Reza yang tersenyum puas, mengangguk dengan penuh pemahaman,”Akhirnya! Laila, aku harus bilang, itu keputusan yang luar biasa. Bayangkan, hidupmu tanpa harus memposting setiap detik yang kamu alami—seperti merasakan rasa cokelat tanpa harus menghitung kalori. Ini sebenarnya tentang mengembalikan kontrol dan menikmati hidup itu sendiri, tanpa harus minta izin dari algoritma. Jangan khawatir, kamu tidak akan kehilangan perhatian atau keajaiban; sebaliknya, kamu mungkin menemukan hal-hal yang lebih berharga di dunia nyata. Dan yang paling penting, kamu tidak perlu lagi memikirkan caption yang sempurna setiap kali kamu mendapatkan momen indah. Tahu gak? Kadang, kebahagiaan yang paling murni adalah hal yang tidak perlu di-share ke seluruh dunia. Senyum Reza makin lebar,”Jadi, siap-siap aja, Laila. Dengan keputusan ini, kamu mungkin bakal mulai menemukan hal-hal yang benar-benar penting— rasanya seperti menikmati pizza tanpa harus foto-foto dulu. Dan ingat, kalau ada yang nanya kenapa kamu tampak lebih ceria, kamu bisa jawab aja,‘Oh, aku cuma berhenti memposting setiap gigitan pizza ke Instagram!’ Mungkin mereka bakal heran, tapi kamu tahu, kebahagiaan sederhana kadang justru lebih nikmat daripada filter terbaik sekalipun.”
Pesan Moral:
Kreator : Adwanthi
Part 15: Warung Kopi Klotok Sesampainya di tempat tujuan, Rama mencari tempat ternyaman untuk parkir. Bude langsung mengajak Rani dan Rama segera masuk ke warung Kopi Klotok. Rama sudah reservasi tempat terlebih dahulu karena tempat ini selalu banyak pengunjung dan saling berebut tempat yang ternyaman dan posisi view yang pas bagi pengunjung. Bude langsung memesan […]
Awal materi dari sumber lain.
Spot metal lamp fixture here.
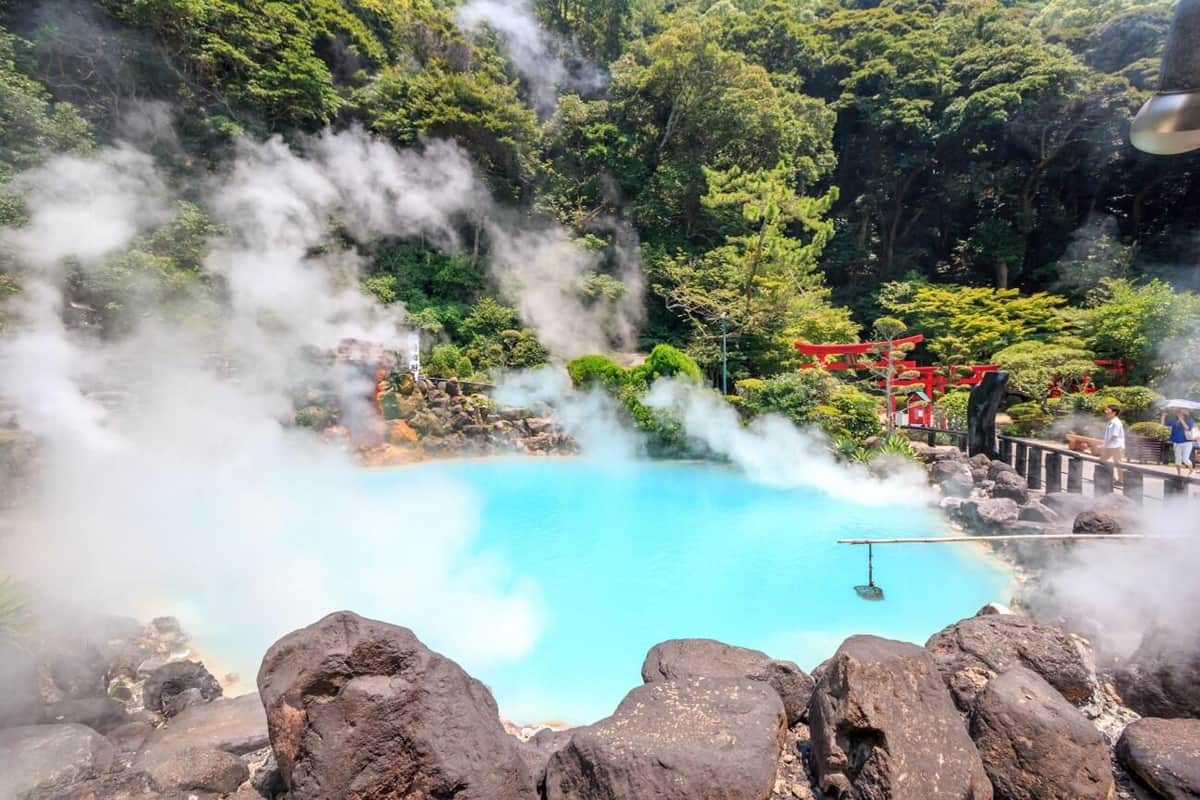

Part 16 : Alun – Alun Kidul Keesokan paginya seperti biasa Bude sudah bangun dan melaksanakan ibadah sholat subuh. Begitupun dengan Rani yang juga melaksanakan sholat subuh. Rani langsung ke dapur setelah menunaikan ibadah sholat subuh. Tidak lama disusul oleh Bude dan langsung mengambil bahan masakan serta mengiris bahan untuk memasak. Rani dan Bude sangat […]
Part 14: Kopi Klotok Pagi hari yang cerah, secerah hati Rani dan semangat yang tinggi menyambut keseruan hari ini. Ia bersenandung dan tersenyum sambil mengiris bahan untuk membuat nasi goreng. Tante, yang berada di dekat Rani, ikut tersenyum melihat Rani yang bersenandung dengan bahagia. “Rani, kamu ada rasa tidak sama Rama? Awas, ya. Jangan suka […]
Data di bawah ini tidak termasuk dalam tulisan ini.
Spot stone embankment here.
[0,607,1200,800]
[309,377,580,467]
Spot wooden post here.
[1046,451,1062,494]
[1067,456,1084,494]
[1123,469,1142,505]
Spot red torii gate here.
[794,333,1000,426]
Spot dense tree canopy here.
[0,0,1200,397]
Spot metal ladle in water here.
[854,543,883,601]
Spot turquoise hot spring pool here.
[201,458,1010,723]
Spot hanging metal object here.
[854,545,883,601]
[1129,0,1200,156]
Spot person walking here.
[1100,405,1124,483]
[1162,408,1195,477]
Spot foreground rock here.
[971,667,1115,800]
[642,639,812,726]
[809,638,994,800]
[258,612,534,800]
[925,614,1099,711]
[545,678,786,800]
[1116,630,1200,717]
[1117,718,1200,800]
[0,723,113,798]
Part 13 : Candi Borobudur Keesokan harinya Rama sibuk mencari handphone yang biasa membangunkannya untuk berolahraga disaat Rama berada di Jogja. Rama tersenyum dan semangat untuk bangun, membersihkan diri dan segera membereskan kamarnya. Tidak lupa Rama juga menggunakan pakaian yang Rapih untuk menemui Rani hari ini. Sementara Rani seperti biasa masih bermalas-malasan di dalam kamarnya […]
Part 12 : Cemburu Rama langsung memukul Jaka saat Jaka baru saja masuk ke ruang kerjanya Rama. Jaka yang meringis bukannya marah namun malah tersenyum terhadap Rama karena Jaka tahu bahwa Rama lagi cemburu terhadapnya. Rama males menjawab salam dari Jaka namun sebagai orang yang punya adab Rama harus menjawab salam dari Jaka dengan sopan. […]
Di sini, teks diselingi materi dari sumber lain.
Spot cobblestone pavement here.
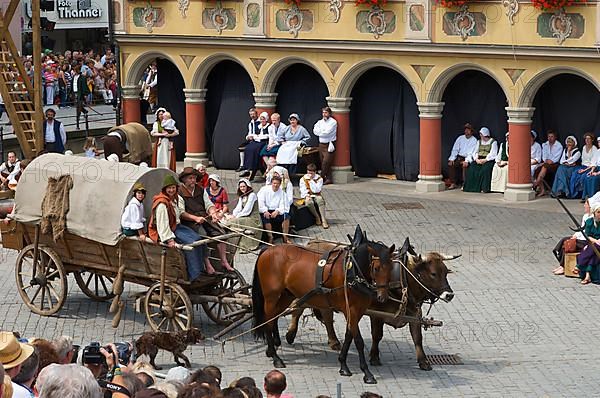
[0,181,600,397]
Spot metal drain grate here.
[383,202,425,210]
[427,354,464,366]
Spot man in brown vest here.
[179,167,233,272]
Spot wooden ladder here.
[0,36,44,159]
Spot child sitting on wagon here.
[121,182,146,240]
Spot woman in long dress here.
[552,135,581,198]
[225,178,262,250]
[150,108,179,171]
[569,133,598,199]
[491,133,509,193]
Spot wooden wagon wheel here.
[202,270,250,326]
[145,282,194,332]
[73,270,115,301]
[15,244,67,316]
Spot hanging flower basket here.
[354,0,387,8]
[533,0,587,11]
[435,0,469,8]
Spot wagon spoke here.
[100,276,110,294]
[85,273,94,288]
[177,313,190,321]
[46,286,54,309]
[174,318,186,330]
[28,285,42,304]
[48,285,60,301]
[40,287,46,310]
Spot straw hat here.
[0,332,33,369]
[208,174,221,185]
[162,174,179,189]
[179,167,200,182]
[133,182,146,193]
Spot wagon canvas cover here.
[14,154,175,246]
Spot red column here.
[504,107,535,201]
[415,102,445,192]
[333,110,351,167]
[327,97,354,184]
[122,86,142,123]
[183,89,208,167]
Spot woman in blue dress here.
[552,135,581,198]
[569,133,598,199]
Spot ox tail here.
[252,249,266,340]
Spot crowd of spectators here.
[32,48,118,113]
[0,332,380,398]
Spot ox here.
[285,238,459,370]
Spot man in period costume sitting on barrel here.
[179,167,233,271]
[148,175,215,281]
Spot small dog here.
[135,328,204,370]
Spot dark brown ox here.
[286,239,458,370]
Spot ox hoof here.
[285,332,296,345]
[363,375,377,384]
[340,368,352,377]
[419,361,432,370]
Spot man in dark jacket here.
[44,108,67,153]
[72,65,90,130]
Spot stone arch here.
[192,53,256,89]
[124,50,185,86]
[336,59,419,98]
[427,63,511,105]
[261,57,329,93]
[517,66,600,108]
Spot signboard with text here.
[24,0,108,29]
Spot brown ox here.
[285,238,458,370]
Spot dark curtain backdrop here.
[350,67,419,181]
[156,58,186,160]
[532,74,600,147]
[206,61,254,169]
[442,71,508,175]
[275,64,329,145]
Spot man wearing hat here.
[148,174,215,281]
[121,182,146,241]
[44,108,67,153]
[0,332,33,388]
[448,123,477,189]
[179,167,233,271]
[463,127,498,193]
[531,130,542,179]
Buy Pin Up Calendar E-book On-line At Low Prices In India After the installation is complete, you’ll have the flexibility […]
Karya Nurlaili Alumni KMO Alineaku Hampir 10 bulan, Pandemi Covid -19 telah melanda dunia dengan cepat dan secara tiba-tiba. Hal […]
Karya Lailatul Muniroh, S.Pd Alumni KMO Alineaku Rania akhirnya menikah juga kamu,,, begitu kata teman2nya menggoda, Yaa,,,Rania bukan anak.yang cantik […]
Karya Marsella. Mangangantung Alumni KMO Alineaku Banyak anak perempuan mengatakan bahwa sosok pria yang menjadi cinta pertama mereka adalah Ayah. […]
Karya Any Mewa Alumni KMO Alineaku Bukankah sepasang sejoli memutuskan bersatu dalam ikatan pernikahan demi menciptakan damai bersama? Tetapi bagaimana […]
Comment Closed: Detox Digital
Sorry, comment are closed for this post.